Multiple Source Adaptation and the Renyi Divergence
Mansour, Yishay, Mohri, Mehryar, Rostamizadeh, Afshin
This paper presents a novel theoretical study of the general problem of multiple source adaptation using the notion of Renyi divergence. Our results build on our previous work [12], but significantly broaden the scope of that work in several directions. We extend previous multiple source loss guarantees based on distribution weighted combinations to arbitrary target distributions P, not necessarily mixtures of the source distributions, analyze both known and unknown target distribution cases, and prove a lower bound. We further extend our bounds to deal with the case where the learner receives an approximate distribution for each source instead of the exact one, and show that similar loss guarantees can be achieved depending on the divergence between the approximate and true distributions. We also analyze the case where the labeling functions of the source domains are somewhat different. Finally, we report the results of experiments with both an artificial data set and a sentiment analysis task, showing the performance benefits of the distribution weighted combinations and the quality of our bounds based on the Renyi divergence.

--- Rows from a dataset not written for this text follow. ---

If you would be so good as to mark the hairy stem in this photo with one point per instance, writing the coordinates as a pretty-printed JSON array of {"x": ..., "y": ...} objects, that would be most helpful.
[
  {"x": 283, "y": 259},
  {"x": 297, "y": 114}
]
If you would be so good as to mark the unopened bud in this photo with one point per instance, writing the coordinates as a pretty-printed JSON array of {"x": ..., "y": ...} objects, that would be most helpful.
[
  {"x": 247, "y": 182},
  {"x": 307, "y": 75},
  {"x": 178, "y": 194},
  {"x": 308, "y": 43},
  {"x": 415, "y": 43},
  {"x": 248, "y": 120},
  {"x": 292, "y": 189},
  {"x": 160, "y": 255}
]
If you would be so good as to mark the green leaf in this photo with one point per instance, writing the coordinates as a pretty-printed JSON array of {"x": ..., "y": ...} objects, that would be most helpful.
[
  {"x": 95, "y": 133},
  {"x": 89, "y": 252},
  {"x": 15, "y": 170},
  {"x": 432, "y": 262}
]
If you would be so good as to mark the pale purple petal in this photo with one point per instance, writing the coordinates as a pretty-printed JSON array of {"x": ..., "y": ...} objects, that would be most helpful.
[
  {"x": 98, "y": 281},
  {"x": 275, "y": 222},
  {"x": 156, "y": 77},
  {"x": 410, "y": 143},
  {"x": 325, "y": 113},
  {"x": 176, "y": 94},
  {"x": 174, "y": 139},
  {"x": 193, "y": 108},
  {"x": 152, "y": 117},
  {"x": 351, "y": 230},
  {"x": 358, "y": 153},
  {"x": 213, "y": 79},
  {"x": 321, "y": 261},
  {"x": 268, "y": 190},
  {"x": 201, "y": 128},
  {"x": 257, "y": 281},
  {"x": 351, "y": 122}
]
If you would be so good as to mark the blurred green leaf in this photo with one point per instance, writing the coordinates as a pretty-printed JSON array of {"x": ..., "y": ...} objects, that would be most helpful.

Which Spatial Partition Trees are Adaptive to Intrinsic Dimension?
Verma, Nakul, Kpotufe, Samory, Dasgupta, Sanjoy
Recent theory work has found that a special type of spatial partition tree - called a random projection tree - is adaptive to the intrinsic dimension of the data from which it is built. Here we examine this same question, with a combination of theory and experiments, for a broader class of trees that includes k-d trees, dyadic trees, and PCA trees. Our motivation is to get a feel for (i) the kind of intrinsic low dimensional structure that can be empirically verified, (ii) the extent to which a spatial partition can exploit such structure, and (iii) the implications for standard statistical tasks such as regression, vector quantization, and nearest neighbor search.